Özetle tarafların niyetleri olumlu, ancak sürecin nasıl işleyeceğine dair hiçbir veri yok elimizde. Metinde Trump ile Kim’in bildiride sıralanan önerileri “tamamıyla ve süratle” hayata geçirecekleri söyleniyor, ancak bunun nasıl olacağı söylenmiyor. Bir tek şu var: “ABD ve Kore Demokratik Halk Cumhuriyeti, zirvenin sonuçlarının hayata geçirilmesi amacıyla mümkün olan en yakın tarihte ABD Dışişleri Bakanı Mike Pompeo ve Kore Demokratik Halk Cumhuriyeti’nden muadil bir yetkilinin öncülüğünde müteakip müzakerelerde bulunmayı kabul ederler.” Singapur bir başlangıç, bundan sonraki süreçte müzakerelerin devam etmesi tabii ki gerekiyor, ancak bu metinden şunu anlıyoruz ki, bundan sonra yapılacak ilk görüşme için bırakın görüşmenin yer ve tarihini, Kuzey Kore’den kimin katılacağı bile belli değil.

Kim kazançlı çıktı

Şunu kabul etmek gerekiyor ki, Kim Jong Un bu zirveden istediğini aldı. Yakın bir geçmişe kadar bir çılgın olarak nitelendirilen Kim, artık sadece sorumluluk sahibi bir lider olarak görülmüyor, ABD ile eşit şartlarda masaya oturmayı da başardı. Diğer yandan Kuzey Kore’nin tehdit algılarında ilk sırada yer alan ABD-Güney Kore askeri tatbikatları konusunda da Trump’tan bir söz almayı başardı Kim. Trump, bu tatbikatların hem “büyük masraf” hem de “provokatif” olduğunu kabul etti. Bununla birlikte Kuzey Kore’ye karşı uygulanan yaptırımların kaldırılabileceğini söyleyen Trump, bir soru üzerine “Kim’i Beyaz Saray’a davet edeceğini” de söyledi. Bunların tümü Singapur’da Kim Jong Un için kazanç hanesine yazıldı. Trump için ise durum biraz daha farklı. Kim Jong Un, Singapur’da daha önce söylememiş olduğu hiçbirşeyi söylemedi, hiçbir yeni taahhütte bulunmadı. Trump’ın kazancı belki de sadece aslında daha önce çığırtkanlığına kendisinin de katılmış olduğu savaş ihtimalinin ortadan kalkması oldu.

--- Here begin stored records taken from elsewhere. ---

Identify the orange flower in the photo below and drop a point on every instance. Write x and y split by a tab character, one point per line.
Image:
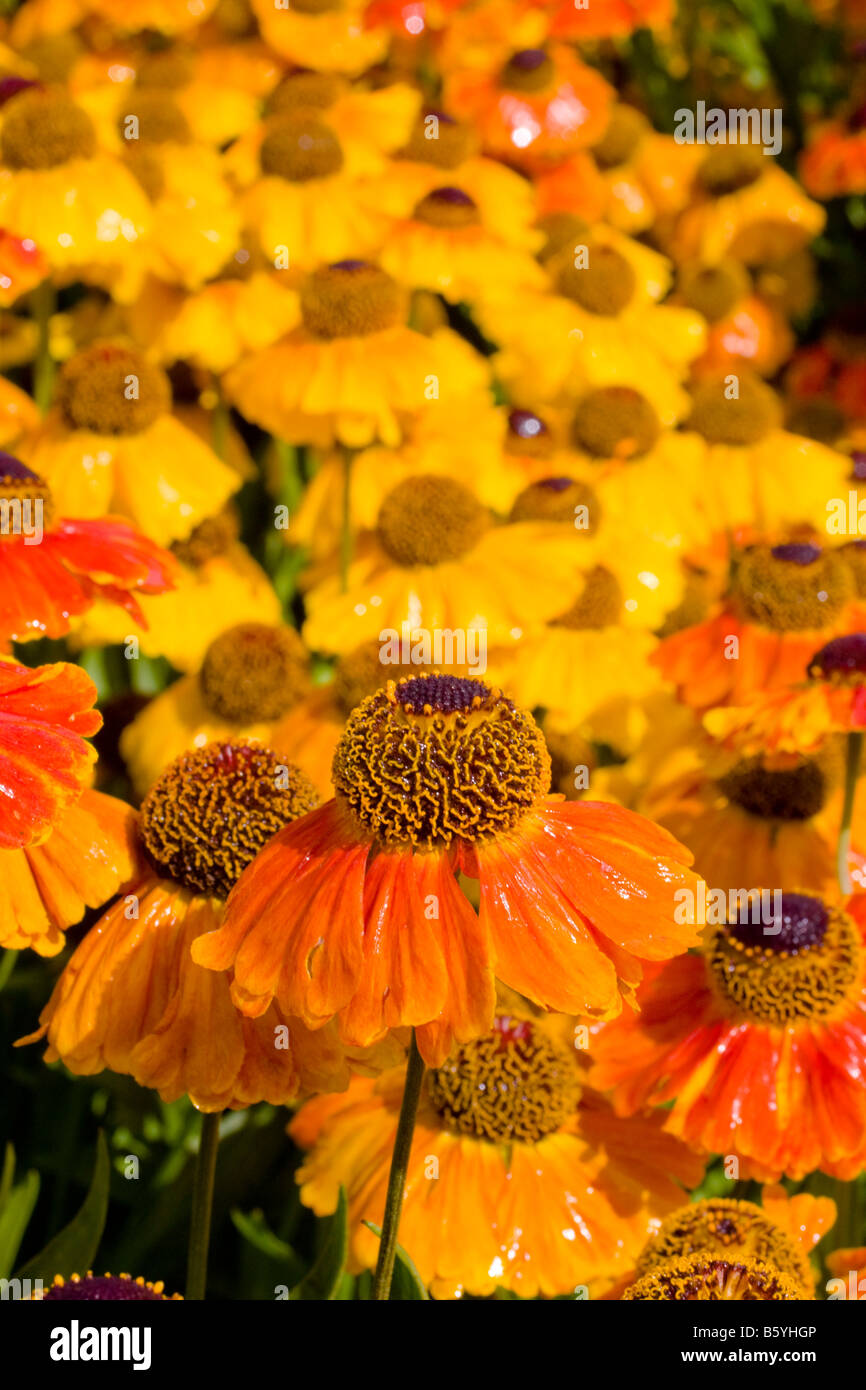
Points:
758	1043
786	602
131	997
53	569
356	912
46	715
45	888
517	1178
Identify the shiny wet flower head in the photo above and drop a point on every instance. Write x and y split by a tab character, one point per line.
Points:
298	146
705	1278
805	966
430	520
513	1086
253	673
615	423
111	389
437	758
214	808
350	299
43	129
793	587
24	498
723	1226
742	419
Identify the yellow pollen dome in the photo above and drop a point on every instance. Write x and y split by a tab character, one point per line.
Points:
559	499
157	120
599	605
736	420
513	1086
441	141
213	809
791	587
437	758
615	423
706	1278
799	973
42	129
605	285
430	520
622	136
299	148
713	289
350	299
253	673
111	389
729	1228
730	167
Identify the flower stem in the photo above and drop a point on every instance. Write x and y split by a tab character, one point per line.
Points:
202	1204
45	303
396	1179
345	535
852	767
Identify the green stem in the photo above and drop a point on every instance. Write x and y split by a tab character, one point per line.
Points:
45	303
202	1204
396	1179
345	534
852	769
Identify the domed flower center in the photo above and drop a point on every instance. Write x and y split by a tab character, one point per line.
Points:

Singapur zirvesi, uzun ve zorlu bir sürecin sadece ilk adımı. Nükleer silah uzmanlarına göre bugün ABD ve Kuzey Kore her konuda yüzde 100 anlaşsalar bile Kore yarımadasının nükleer silahlardan arındırılması 10 ile 15 yıl arasında sürecek. Süreç, aynı zamanda her an kesintiye uğrama veya tamamen çökme riskini de taşıyor. Taraflar her ne kadar genel temenniler açısından aynı frekansta buluşuyorlarsa da sürecin nasıl işleyeceği konusunda muhtemelen ciddi görüş ayrılıkları olacak. Sadece geçtiğimiz birkaç hafta içinde yaşanan gelgitler, önce zirvenin iptal edilmesi, Kuzey Kore’nin düşmanca yaklaştığının ileri sürülmesi, sonra sadece birkaç gün içinde ön heyetlerin bir araya gelerek zirve hazırlıklarının yapılması ve zirvenin gerçekleşmesi, önümüzdeki uzun süreçte de benzer dalgalanmaların, çok daha büyük ölçeklerde yaşanabileceğini, atılacak bir tweet ile her an her şeyin başa dönebileceğini gösteriyor.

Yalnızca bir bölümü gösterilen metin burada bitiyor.